Like most of Rothstein's patients, Estess was devastated to hear that she would die one of nature's cruelest deaths. But she was also furious -- and furious at him.
Wasn't there a better drug? asked Jenifer, who had made the trip with her mother and three sisters. Doctors could replace diseased hearts, why not nerve cells?
Crammed inside Rothstein's office, the family peppered him with questions, stretching a one-hour appointment to four.
"The whole thing seemed kind of absurd, like he was in the dark ages," says Estess, an imposing woman with straight, raven-black hair. "Didn't he have anything to offer me? What was going to happen to my romantic life? What was going to happen to my work life?"

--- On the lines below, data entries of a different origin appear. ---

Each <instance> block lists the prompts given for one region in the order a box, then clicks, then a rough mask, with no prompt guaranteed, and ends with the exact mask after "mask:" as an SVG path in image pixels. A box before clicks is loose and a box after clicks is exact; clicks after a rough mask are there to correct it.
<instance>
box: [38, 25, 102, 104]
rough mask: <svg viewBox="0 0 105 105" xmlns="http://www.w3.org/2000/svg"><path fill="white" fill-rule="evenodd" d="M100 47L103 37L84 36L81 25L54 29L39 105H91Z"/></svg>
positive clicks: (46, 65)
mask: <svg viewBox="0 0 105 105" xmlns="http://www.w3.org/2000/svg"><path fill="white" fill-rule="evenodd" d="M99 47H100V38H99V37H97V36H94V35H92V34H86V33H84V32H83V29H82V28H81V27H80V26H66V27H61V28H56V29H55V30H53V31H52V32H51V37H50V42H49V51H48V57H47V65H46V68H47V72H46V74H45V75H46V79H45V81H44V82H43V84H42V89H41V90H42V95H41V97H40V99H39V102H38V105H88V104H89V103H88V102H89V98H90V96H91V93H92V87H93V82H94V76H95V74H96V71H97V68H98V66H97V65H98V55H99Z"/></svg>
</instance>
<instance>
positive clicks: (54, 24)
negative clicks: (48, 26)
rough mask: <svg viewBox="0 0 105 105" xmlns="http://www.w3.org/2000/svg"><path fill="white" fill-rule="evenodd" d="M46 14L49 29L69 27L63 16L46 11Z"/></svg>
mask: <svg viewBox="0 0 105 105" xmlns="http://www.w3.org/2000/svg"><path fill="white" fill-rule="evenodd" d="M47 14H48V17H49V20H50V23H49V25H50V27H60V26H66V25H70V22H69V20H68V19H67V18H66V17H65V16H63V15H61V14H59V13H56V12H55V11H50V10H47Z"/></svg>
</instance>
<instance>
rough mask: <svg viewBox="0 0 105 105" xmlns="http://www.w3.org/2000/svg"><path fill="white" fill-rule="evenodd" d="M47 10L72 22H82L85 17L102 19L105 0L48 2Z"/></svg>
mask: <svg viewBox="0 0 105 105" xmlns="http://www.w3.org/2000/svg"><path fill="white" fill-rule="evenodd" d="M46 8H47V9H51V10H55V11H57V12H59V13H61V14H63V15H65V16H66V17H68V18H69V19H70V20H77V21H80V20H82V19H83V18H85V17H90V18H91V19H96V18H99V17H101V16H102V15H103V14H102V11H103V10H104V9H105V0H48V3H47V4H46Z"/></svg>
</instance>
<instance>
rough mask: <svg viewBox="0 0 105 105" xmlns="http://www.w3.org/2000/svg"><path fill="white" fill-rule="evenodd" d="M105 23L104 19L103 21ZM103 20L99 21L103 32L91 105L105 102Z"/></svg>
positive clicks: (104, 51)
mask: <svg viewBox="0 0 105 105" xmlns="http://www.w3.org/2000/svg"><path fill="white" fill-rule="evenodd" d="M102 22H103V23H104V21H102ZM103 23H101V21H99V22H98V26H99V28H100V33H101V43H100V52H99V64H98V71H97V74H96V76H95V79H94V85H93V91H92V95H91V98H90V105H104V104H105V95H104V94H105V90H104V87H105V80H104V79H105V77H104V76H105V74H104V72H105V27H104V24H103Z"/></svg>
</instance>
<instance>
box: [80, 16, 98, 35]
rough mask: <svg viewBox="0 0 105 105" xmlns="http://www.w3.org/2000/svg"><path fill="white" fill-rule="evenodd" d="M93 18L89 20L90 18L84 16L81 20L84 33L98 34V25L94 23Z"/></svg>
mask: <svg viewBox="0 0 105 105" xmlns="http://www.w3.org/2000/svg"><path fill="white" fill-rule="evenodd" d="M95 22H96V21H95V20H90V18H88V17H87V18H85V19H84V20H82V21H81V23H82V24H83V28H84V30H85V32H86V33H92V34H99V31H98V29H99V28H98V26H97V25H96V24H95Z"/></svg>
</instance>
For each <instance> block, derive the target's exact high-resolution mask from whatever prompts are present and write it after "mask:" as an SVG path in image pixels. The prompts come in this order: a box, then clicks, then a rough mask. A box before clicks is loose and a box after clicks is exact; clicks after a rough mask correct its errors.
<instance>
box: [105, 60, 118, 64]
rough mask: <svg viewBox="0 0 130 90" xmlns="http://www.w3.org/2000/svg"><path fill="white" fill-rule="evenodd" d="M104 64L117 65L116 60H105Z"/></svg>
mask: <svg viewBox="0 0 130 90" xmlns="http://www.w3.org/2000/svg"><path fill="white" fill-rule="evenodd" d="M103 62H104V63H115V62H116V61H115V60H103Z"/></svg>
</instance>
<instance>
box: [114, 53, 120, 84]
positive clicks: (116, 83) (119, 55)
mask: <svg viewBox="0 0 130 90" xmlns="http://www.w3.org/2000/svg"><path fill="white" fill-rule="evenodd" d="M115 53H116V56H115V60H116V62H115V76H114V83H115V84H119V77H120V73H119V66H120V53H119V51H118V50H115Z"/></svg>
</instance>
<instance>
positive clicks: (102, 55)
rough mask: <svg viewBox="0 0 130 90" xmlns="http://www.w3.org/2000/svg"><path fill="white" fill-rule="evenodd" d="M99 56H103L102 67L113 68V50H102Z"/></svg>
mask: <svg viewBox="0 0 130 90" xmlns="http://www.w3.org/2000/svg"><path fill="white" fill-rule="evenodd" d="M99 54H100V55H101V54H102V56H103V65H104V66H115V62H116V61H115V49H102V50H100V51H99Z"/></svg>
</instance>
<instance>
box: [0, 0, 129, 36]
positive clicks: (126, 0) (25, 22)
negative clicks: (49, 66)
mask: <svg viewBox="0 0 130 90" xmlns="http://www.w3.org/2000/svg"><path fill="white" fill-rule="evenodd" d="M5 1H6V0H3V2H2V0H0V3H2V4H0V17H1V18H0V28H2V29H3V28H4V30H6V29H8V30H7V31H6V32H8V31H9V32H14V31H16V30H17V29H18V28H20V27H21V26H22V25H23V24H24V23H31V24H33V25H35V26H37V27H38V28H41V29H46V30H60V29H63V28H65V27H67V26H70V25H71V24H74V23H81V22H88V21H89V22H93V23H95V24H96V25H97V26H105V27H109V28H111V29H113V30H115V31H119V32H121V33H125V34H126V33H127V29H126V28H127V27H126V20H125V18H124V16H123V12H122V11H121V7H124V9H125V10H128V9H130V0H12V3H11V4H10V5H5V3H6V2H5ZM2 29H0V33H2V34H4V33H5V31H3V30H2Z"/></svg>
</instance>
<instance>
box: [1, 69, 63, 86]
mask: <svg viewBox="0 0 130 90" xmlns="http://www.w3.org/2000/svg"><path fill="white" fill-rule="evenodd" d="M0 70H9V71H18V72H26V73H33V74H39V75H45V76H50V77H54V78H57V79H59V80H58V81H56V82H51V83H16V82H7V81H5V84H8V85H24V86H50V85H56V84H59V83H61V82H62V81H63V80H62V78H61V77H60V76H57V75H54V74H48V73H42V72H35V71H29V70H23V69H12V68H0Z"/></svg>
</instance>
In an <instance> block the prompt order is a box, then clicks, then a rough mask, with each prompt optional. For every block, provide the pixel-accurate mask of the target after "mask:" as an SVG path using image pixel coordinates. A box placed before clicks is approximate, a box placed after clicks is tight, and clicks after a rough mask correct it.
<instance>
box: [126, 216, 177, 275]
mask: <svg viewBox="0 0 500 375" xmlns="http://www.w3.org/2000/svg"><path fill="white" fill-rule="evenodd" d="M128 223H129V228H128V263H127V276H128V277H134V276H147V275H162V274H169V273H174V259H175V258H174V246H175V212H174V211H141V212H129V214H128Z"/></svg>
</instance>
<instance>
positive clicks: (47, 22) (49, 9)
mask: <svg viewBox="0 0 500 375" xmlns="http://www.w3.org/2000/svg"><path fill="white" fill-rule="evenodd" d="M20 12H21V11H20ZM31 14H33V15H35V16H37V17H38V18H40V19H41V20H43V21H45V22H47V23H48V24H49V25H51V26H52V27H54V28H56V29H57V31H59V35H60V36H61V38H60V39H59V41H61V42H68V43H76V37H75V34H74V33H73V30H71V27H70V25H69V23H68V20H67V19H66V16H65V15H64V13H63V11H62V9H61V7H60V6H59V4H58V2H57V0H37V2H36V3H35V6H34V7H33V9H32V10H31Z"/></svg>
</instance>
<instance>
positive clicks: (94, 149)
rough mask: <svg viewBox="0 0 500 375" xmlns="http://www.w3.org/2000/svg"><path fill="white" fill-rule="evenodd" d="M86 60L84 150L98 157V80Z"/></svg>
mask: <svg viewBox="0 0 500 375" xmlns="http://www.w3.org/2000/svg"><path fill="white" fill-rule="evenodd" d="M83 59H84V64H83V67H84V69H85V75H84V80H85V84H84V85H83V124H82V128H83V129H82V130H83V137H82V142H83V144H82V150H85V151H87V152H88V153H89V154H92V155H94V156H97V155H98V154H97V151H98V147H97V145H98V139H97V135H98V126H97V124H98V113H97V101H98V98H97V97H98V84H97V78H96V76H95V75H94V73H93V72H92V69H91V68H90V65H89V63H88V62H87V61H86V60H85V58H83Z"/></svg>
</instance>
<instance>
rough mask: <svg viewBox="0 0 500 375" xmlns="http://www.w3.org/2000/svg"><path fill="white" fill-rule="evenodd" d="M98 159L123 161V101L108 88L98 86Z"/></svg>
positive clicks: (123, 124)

Nothing about that visit four years ago suggested that this unlikely pair would become partners in a campaign to reverse a degenerative disease that has long been regarded as incurable.
Estess and her sisters would raise the money, recruit the scientists and provide the emotional fire. "They are the ones who are running the show," Rothstein said. "They are the ones providing the engine to run everything."
Rothstein would direct the science, a controversial effort to harness primitive stem cells -- precursors to every specialized cell in the human body -- to regenerate dying tissues.
"It's the worst thing that can happen to you," Jenifer says of her disease. "But Jeff was the perfect person to turn it around. Now, he's a leader in getting the puzzle solved."
Today, President Bush is wrestling with the question of whether to allow federal funding for stem cell research. Because the cells are derived from fetuses and embryos, opponents say, a federal role would involve the government in the destruction of life in its earliest form.
Advocates, of course, see it differently. Rothstein and the Estess sisters, who have relied on private money, argue that federal sponsorship would get more scientists involved and speed progress toward lifesaving treatments.
Who might benefit is hard to predict. Perhaps, say advocates, the work will bring treatments for Lou Gehrig's disease, the affliction that stalks Jenifer Estess. Perhaps, they say, it will help people with Alzheimer's, Parkinson's, diabetes and spinal cord injuries.
Brimming with optimism, Rothstein admits that his enthusiasm may have produced unrealistic expectations that a cure is close at hand.
"I can't say it's going to happen next year or the year after," he said. "But I'm convinced we're going to get real therapies. I believe in the biology."
An angry patient
Jenifer's odyssey started in 1996 with a strange pop in the back of her arm. She had just finished working out in a Manhattan gymnasium when a muscle twitched, setting off a spasm that quickly passed.
"I thought it was from working out too much in the gym," she says. "You know how you do those inverted pushups? The back of my arm would just be moving, twitching."
But the twitches continued, and at times it looked as if every fiber along her arms and legs was jumping and rippling at random.
Her internist said the problem was in her head; a neurologist said she was fine. But Estess became alarmed when her gait became sluggish and she struggled to climb the stairs of a Broadway theater. Finally, early in 1997, a neurologist at Columbia University would diagnose her problem as Lou Gehrig's disease. She was only 35.
Known technically as amyotrophic lateral sclerosis, the affliction destroys the body's store of motor neurons -- cells of the brain and spinal cord that signal muscles to move.
Lifting a hand or turning one's head becomes impossible. Eventually, so does swallowing and breathing. Once diagnosed, the average patient lives two to five years.
Though she was clearly failing, Estess hardly felt like someone with a terminal disease. She convinced herself that another doctor, perhaps the foremost expert in the world, might find a completely benign reason for her symptoms.
So on a blustery spring day in 1997, Jenifer boarded a train with her mother and three sisters.